Cir.) (internal quotation marks and citation omitted), petition for

cert. filed, U.S.L.W. (U.S. July 21, 2006) (No. 06-5439).

Here, Lewis’ ninety-seven-month prison term falls within

the statutorily prescribed range of five to twenty years, see 18

U.S.C. § 2252A(b)(1) (2000), and within the properly calculated

guideline range of 97-121 months. Further, his supervised release

- 2 - term of life also is statutorily authorized, see 18 U.S.C.

§ 3583(k) (2000), and permissible under the guidelines, see U.S.

Sentencing Guidelines Manual § 5D1.2(b), (c) (2005). We note that

§ 5D1.2(c) provides: “(Policy Statement) If the instant offense of

conviction is a sex offense . . ., the statutory maximum term of

supervised release is recommended.” Accordingly, Lewis’ sentence

is presumptively reasonable.

Lewis failed to rebut the presumption. We note that, at

sentencing, Lewis raised several arguments in favor of a release

term of less than life. The district court considered and rejected

Lewis’ arguments. Notably, the court was not persuaded by Lewis’

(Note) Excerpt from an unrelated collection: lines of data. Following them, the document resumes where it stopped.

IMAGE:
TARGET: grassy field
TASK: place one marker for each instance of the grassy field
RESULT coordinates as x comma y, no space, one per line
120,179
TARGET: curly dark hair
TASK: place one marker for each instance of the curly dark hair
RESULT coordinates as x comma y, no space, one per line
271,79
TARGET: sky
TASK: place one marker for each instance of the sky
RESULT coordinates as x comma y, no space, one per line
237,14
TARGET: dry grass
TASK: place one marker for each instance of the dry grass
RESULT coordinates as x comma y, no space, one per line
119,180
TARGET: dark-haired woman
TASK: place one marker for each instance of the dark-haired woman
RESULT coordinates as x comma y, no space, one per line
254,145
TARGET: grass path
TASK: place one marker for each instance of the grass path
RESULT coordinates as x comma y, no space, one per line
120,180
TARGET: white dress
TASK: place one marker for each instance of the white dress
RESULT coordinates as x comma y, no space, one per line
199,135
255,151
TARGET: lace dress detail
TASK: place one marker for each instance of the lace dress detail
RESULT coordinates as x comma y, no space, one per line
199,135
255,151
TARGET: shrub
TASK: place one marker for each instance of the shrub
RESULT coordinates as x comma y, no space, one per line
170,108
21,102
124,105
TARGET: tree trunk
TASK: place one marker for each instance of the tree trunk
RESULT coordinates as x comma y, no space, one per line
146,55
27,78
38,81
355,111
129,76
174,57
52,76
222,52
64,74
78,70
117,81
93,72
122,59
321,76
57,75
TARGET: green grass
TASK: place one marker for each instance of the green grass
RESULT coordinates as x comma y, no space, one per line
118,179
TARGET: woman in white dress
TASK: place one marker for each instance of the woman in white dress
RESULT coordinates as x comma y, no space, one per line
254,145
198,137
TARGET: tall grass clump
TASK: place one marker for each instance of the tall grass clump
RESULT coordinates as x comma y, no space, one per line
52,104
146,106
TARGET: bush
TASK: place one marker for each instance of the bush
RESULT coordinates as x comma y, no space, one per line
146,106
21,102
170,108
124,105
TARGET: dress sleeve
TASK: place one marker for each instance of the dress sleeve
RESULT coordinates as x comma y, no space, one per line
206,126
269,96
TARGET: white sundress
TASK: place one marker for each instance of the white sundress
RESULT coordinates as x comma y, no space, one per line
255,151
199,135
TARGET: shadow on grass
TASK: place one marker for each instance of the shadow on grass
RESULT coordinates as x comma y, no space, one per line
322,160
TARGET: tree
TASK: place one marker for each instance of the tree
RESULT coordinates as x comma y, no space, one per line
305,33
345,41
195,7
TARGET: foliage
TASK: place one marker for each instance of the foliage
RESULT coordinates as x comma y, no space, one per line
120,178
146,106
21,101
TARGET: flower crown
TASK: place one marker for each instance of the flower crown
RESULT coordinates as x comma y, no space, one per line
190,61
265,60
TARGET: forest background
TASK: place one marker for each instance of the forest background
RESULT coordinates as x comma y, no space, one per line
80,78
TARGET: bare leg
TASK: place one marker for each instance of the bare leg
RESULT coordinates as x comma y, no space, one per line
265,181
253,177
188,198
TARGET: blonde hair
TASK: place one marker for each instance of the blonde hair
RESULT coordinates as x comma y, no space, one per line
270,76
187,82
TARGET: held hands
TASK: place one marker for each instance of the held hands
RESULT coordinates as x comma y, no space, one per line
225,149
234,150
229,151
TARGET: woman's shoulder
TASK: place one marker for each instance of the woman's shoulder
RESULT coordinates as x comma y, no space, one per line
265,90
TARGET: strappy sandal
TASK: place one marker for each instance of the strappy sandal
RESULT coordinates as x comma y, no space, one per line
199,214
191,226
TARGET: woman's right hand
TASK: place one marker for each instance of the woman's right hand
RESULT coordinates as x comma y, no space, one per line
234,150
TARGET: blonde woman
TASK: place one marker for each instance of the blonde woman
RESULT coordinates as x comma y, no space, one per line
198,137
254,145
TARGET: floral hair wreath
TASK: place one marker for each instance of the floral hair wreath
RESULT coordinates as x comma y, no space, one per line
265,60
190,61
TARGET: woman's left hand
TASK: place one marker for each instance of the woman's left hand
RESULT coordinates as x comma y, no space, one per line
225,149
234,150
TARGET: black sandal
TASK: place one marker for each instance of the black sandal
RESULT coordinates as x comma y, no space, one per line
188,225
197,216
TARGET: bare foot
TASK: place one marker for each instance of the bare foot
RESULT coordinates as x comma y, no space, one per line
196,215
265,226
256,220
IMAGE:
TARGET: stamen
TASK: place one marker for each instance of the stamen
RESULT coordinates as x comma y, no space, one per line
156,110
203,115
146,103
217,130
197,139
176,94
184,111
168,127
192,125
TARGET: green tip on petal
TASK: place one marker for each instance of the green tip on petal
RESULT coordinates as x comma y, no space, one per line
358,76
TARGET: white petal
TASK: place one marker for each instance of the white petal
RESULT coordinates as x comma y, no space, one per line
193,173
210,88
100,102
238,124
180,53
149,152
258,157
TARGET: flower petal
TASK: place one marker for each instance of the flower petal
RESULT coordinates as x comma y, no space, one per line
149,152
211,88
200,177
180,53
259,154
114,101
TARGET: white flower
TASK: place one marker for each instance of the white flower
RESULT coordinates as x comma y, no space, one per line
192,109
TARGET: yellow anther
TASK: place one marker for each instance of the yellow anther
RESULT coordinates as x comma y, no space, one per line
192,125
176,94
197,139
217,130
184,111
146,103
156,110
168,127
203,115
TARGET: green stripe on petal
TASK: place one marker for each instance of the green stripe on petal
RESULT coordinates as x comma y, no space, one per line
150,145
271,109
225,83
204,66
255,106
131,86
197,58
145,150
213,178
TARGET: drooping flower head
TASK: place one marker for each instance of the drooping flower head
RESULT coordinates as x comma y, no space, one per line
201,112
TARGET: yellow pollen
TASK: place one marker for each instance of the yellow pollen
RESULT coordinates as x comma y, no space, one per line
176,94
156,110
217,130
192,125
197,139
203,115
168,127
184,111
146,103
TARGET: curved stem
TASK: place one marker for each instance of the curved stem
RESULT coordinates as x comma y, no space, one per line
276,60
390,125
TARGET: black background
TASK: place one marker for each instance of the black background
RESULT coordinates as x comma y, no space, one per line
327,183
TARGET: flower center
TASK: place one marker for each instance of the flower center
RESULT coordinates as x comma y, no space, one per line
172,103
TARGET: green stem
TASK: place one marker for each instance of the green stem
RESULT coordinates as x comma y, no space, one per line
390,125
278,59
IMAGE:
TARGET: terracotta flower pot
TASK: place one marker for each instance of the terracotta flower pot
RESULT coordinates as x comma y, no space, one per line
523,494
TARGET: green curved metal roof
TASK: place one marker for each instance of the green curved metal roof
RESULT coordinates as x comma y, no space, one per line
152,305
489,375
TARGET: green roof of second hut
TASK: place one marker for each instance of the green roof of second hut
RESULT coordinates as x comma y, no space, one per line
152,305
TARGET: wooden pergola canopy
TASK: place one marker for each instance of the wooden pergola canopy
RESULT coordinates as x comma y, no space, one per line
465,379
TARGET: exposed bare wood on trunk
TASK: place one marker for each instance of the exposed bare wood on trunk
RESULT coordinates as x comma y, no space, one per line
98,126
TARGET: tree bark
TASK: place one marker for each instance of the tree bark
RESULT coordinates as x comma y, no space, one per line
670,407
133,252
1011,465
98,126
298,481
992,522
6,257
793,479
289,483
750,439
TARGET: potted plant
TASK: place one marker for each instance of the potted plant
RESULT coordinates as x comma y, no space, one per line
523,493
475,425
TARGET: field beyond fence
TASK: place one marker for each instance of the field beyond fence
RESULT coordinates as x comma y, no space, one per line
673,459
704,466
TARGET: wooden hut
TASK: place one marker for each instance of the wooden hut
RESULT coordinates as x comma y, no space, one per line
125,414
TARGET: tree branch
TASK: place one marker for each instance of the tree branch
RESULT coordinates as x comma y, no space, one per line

contentions that his previously spotless criminal record and the

non-violent nature of the instant offense warranted a more lenient

release term. The court’s concern lay with the possibility of

recidivism. In this regard, the court was aware that Lewis

committed the instant offense even though, only two months earlier

in a separate investigation, authorities had seized his computer on

suspicion that Lewis had used it to send or receive child

pornography.

We conclude that Lewis’ sentence was reasonable, and we

affirm. We dispense with oral argument because the facts and legal

contentions are adequately presented in the materials before the

court and argument would not aid the decisional process.